# Custom call makers



## marty dabney (Dec 31, 2011)

are there any custom call makers on here that turn open reed calls.i am looking for a few.thanks,marty


----------



## youngdon (Mar 10, 2010)

Send a PM to Yotehntr. I have one of his calls they are not only works of art, they work.

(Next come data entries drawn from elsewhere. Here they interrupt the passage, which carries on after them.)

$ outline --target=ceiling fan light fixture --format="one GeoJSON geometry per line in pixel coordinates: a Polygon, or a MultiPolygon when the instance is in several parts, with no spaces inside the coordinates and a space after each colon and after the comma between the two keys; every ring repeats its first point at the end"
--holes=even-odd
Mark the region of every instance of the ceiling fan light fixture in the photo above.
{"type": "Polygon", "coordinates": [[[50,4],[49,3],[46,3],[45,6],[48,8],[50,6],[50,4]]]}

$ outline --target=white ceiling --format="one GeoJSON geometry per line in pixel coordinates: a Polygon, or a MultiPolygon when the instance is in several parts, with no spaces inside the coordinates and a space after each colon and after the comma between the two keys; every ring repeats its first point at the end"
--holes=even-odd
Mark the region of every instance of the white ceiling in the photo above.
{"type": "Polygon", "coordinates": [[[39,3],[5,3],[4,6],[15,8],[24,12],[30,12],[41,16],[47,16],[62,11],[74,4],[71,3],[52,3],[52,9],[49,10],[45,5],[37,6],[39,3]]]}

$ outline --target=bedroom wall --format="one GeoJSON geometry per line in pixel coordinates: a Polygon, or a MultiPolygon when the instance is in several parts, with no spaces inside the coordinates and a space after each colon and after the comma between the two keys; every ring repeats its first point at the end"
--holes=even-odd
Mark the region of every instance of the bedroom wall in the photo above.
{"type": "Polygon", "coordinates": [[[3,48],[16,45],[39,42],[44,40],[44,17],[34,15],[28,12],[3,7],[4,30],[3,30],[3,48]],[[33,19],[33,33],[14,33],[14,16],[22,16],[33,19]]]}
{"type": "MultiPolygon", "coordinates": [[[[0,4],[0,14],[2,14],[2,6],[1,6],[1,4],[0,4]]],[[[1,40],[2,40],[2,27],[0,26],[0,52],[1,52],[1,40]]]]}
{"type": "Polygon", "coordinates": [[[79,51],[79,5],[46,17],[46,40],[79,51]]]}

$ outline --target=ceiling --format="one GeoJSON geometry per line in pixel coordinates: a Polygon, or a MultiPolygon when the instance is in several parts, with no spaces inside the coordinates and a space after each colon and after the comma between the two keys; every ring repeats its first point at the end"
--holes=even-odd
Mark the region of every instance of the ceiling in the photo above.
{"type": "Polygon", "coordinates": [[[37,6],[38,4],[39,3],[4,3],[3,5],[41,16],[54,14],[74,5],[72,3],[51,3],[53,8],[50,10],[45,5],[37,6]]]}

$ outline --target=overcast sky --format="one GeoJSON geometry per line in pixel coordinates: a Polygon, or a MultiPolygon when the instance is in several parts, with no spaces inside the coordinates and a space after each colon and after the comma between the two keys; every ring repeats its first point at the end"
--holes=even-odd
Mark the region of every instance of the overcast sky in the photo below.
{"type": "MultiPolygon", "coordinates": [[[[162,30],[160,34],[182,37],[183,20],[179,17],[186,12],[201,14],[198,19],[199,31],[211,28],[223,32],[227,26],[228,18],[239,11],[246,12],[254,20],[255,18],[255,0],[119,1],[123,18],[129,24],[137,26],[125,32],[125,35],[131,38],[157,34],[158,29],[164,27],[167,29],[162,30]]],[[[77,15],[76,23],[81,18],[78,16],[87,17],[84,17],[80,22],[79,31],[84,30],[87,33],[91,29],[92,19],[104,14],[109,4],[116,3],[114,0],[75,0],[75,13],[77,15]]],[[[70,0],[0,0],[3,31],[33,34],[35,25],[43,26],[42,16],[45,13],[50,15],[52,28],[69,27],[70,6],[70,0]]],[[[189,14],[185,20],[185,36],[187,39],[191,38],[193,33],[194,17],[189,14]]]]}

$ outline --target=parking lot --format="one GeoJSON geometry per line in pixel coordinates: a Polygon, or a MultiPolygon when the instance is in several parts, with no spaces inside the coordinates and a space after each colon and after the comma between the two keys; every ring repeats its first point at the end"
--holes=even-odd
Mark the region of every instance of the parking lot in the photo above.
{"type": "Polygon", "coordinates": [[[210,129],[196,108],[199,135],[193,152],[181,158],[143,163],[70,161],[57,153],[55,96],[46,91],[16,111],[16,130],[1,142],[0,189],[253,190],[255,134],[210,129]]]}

Eyemakecalls2 also makes calls and has some of his work posted here. Ask if he does open reed.


----------



## marty dabney (Dec 31, 2011)

thanks,i will look them up


----------



## Eyemakecalls2 (Apr 13, 2011)

I make closed reed. At least for no. I have made some open reed antler calls but they took me forever.... and then some to get them to tone right. I would check Jeff Maiden http://jamaidens.webs.com/handcarvedcalls.htm He makes a great deer antler open reed. Or Tony Tebbe http://www.predatoruniversity.com/customcalls.html He makes a great open reed out of cattle horn?. It's small and black and versatle. I have a couple of both and they are on my neck and in my pack just in case I lose one. Um, also Kerry Carver he turns his.http://www.carverpredatorcalls.com/callsale2.html


----------



## youngdon (Mar 10, 2010)

Tebbe is out of the call business I believe.


----------



## Eyemakecalls2 (Apr 13, 2011)

YD,
I will have to email him and find out. His web site is still up. That would not be good. His cow horn calls are outstanding. I gotta send him an invite to join us here.


----------



## youngdon (Mar 10, 2010)

He's been here....I'm not sure he'll be back. do a search on his posts...


----------



## bones44 (Jan 7, 2011)

LOL.....Pretty sure he won't.


----------



## Eyemakecalls2 (Apr 13, 2011)

Um, I think I'll leave that one alone.


----------



## bones44 (Jan 7, 2011)

Yea, might be best. LOL


----------



## Rich Cronk (Feb 24, 2010)

Take a look at the calls at this site---www.cronkpredatorcalls.com


----------



## Eyemakecalls2 (Apr 13, 2011)

Hey Rich, Nice job on your website. I really like theHowlers. Those are sweet lookin Buffalo howlers


----------



## Rich Cronk (Feb 24, 2010)

Eyemakecalls2 said:


> Hey Rich, Nice job on your website. I really like theHowlers. Those are sweet lookin Buffalo howlers


--------------------------------------------
Thanks Eyemaker, I appreciate your kind words.


----------